I am an Artist.
By ‘Artist’, I don’t mean that I paint or draw well enough to win a fancy ribbon (although I have) or earn a buck or two (although I've done that, too).
I don’t mean that I am a master craftsman or even a participant in any of the other creative arts, like writing or dance or music or film (because I’m not).
I don’t mean that I have a degree in any sort of artsy field, or a long and respected list of gallery showings, high profile reviews, high dollar sales (because I don’t)
I also don’t mean that I have high-falutin’, fancy-pants pretensions about the worth of my art compared to the worth other people’s art … although sometimes I do sniff down my nose a bit disdainfully. ( Hey, I’m workin’ on it. Meanwhile, blame the sniffling on my allergies.)
Then there is the ever-so-useful definition proposed by Princeton.edu:
“a creative person, someone whose creative work shows sensitivity and imagination“
That definition? It applies to almost everyone who has ever commented on any of my blogs, or shown an interest in my work, or even just stopped and pondered the shapes in the clouds. You all rock.
But that’s not what I mean by “I am an Artist”, either – at least not today. On any given other day, in any given other conversation, I may use the word “artist” to describe all or any of the things above, but today?.
Today, I’m claiming the word in a different sense.
In a previous post elsewhere, I said this:
“… I mean writing (words) so they have the desired impact & effect, drawing the reader into my mind where they can experience what I want them to experience, then spitting the reader back out into their own world, changed by the experience, where they can digest and make the ideas their own. Or not.
That is what I mean by “I am an Artist”. Sure, the paragraph above is sloppy-meta-writing-about-writing, but the point is:
Art is about crafting an experience through expression.
It’s about reaching out and grabbing someone by the back of the head, directing their gaze, causing them to react, to feel something-anything that peels away the me-you-them-rat-race-to-do-list-too-bored-to-notice-anything-and-that’s-nothing-new obliviousness of day-to-day life.
Art strips away the filters, and re-exposes reality.
That’s what the Masters did, and it’s what they still do,
even from their graves.
Ever seen one of Leonardo’s, Monet’s, or Van Gogh’s works in person? It has to be in person. In photos and prints, they’re pretty pictures, but seen as they were created to be seen? There is magic in the marks of charcoal and swishes of paint. The lines and colors dance, glow, and reveal. Stand in front of the works of Masters of the Arts, soak in them, and you will see reality differently.

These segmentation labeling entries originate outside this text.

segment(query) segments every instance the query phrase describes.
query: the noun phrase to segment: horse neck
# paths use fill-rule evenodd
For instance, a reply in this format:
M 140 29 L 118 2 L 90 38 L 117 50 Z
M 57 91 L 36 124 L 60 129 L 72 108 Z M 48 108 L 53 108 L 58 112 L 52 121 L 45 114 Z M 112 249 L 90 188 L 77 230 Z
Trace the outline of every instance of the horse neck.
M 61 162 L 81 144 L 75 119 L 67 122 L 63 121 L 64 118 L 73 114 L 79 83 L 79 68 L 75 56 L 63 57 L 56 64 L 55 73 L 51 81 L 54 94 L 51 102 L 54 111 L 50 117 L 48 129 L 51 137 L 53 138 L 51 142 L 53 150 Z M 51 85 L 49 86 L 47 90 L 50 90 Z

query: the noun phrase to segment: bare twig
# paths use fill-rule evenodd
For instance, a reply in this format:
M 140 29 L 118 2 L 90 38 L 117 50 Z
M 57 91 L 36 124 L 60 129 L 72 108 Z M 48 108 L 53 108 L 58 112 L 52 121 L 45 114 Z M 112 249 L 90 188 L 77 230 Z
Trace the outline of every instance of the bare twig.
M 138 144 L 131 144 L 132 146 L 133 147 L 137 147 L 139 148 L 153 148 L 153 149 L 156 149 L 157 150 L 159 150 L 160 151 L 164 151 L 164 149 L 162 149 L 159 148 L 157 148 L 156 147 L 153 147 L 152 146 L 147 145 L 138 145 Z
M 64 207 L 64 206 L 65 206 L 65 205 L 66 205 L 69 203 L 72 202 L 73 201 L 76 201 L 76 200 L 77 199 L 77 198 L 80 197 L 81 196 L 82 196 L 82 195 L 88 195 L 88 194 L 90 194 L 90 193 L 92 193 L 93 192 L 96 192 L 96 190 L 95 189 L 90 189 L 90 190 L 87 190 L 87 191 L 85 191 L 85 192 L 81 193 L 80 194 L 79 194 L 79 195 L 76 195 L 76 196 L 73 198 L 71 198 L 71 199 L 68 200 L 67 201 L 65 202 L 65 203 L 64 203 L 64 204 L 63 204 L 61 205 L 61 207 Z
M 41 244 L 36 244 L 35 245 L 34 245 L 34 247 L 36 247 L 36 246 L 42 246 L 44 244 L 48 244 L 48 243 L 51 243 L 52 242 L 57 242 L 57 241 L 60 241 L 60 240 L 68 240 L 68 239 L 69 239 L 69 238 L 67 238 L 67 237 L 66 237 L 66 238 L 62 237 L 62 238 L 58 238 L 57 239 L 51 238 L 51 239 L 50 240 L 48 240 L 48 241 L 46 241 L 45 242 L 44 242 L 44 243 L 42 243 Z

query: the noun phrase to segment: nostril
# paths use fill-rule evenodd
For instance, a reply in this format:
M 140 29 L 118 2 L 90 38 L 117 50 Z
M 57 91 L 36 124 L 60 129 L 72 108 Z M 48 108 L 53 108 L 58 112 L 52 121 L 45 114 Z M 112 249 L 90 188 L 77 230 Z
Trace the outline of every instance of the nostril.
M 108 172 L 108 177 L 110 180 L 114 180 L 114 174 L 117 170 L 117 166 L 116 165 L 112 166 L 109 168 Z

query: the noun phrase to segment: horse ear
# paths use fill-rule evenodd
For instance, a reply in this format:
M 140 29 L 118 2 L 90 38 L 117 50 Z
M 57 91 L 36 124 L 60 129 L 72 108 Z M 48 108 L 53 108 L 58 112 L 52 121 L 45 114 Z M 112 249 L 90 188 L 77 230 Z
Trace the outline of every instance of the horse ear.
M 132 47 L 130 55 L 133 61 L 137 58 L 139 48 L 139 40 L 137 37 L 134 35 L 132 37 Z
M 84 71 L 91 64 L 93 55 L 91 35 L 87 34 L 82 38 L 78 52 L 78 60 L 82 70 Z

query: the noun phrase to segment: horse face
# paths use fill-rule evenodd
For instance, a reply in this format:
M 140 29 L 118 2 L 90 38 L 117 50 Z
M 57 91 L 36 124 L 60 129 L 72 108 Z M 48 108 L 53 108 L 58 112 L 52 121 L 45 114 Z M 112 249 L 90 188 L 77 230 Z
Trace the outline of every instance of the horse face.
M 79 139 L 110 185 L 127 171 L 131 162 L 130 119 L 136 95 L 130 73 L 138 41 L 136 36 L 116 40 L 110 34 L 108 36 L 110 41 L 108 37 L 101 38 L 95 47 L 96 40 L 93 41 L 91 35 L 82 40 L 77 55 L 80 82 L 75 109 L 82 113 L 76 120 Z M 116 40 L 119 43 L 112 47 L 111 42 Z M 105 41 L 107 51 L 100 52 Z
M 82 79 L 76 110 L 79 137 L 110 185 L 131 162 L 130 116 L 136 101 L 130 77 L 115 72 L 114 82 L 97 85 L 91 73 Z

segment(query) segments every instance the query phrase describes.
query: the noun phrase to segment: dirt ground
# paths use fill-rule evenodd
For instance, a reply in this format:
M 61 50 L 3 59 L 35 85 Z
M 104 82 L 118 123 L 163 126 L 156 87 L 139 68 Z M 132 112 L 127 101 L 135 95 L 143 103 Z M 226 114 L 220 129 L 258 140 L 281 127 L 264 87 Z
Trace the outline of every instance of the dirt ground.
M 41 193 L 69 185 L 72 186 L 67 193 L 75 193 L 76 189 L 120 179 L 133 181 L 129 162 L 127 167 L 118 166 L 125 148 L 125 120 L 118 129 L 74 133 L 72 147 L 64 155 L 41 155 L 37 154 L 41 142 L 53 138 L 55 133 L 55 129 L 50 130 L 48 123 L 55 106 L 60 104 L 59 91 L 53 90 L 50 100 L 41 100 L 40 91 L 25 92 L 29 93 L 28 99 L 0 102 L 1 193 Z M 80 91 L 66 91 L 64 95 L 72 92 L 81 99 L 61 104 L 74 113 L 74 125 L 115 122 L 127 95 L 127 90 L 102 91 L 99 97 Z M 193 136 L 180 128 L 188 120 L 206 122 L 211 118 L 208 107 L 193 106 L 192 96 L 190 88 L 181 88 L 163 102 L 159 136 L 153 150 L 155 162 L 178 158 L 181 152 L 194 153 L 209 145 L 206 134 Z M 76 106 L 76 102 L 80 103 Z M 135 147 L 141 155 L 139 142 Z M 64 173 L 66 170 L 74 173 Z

The same is true of great art in music, film, dance, sculpture. It’s true of street performance and graffiti artists and photographers. It’s true of great literature, essayists, poets – writers of all sorts.
Art is not about the picture. It’s not about the box office haul or the platinum record or the author’s advance or the tip jar or being avant-garde or weirder-and-more-pretentious-than-thou. Art is about reaching out and touching someone else’s soul and changing it.
Art changes things.
Art can change things even when the artist has been dead for centuries.
I want to be that - the experience, the catalyst. I want to not just produce, but be an expression that resonates with and within others, vibrating their perceptions so that the world comes alive in a new and different way, with newborn vision.
Defined this way, Art is my raison d'etre (see, there’s one of those high-falutin’ words I warned you about). But I forget about it, because, well, honestly? It makes life hard.
It’s why I struggle with production issues and ship-dates and deadlines. It’s why it can take me a year to get a website launched. It’s why I may struggle with the exact, pin-point placement of an image in a blog post, and yet ignore ten typo’s – because I sense that the image placement will change the experience, while the typo? Not so much. (I’m probably wrong about that, but it’s my vision, so hush with your criticisms!)
In my best moments, of which there are too few, everything I do, down to the way I breathe, is carefully crafted for effect. In my best paintings, every drip, smear, and mistake combines to create an experience for the viewer. In my best writing (typo’s aside) every word and punctuation mark and line break is carefully chosen for its impact.
From where I sit today, this all sounds horribly pretentious.
And it probably is pretentious, especially since I haven’t spent much time living or creating this way for a very long time. In fact, I’m not sure I’ve ever quite had the courage to do it as fully as I feel drawn towards, but I want to try.
I’m going to try.I may fail.In fact, I will almost certainly fail...
But I will fail as an Artist.
And that, in part, is my personal goal with this new website; I intend to approach it as an artist, with a goal of creating an experience that changes things both internally and externally.
Note: This post was previously published on Circus Serene. The text has been slightly edited for context and the chance to introduce additional typos.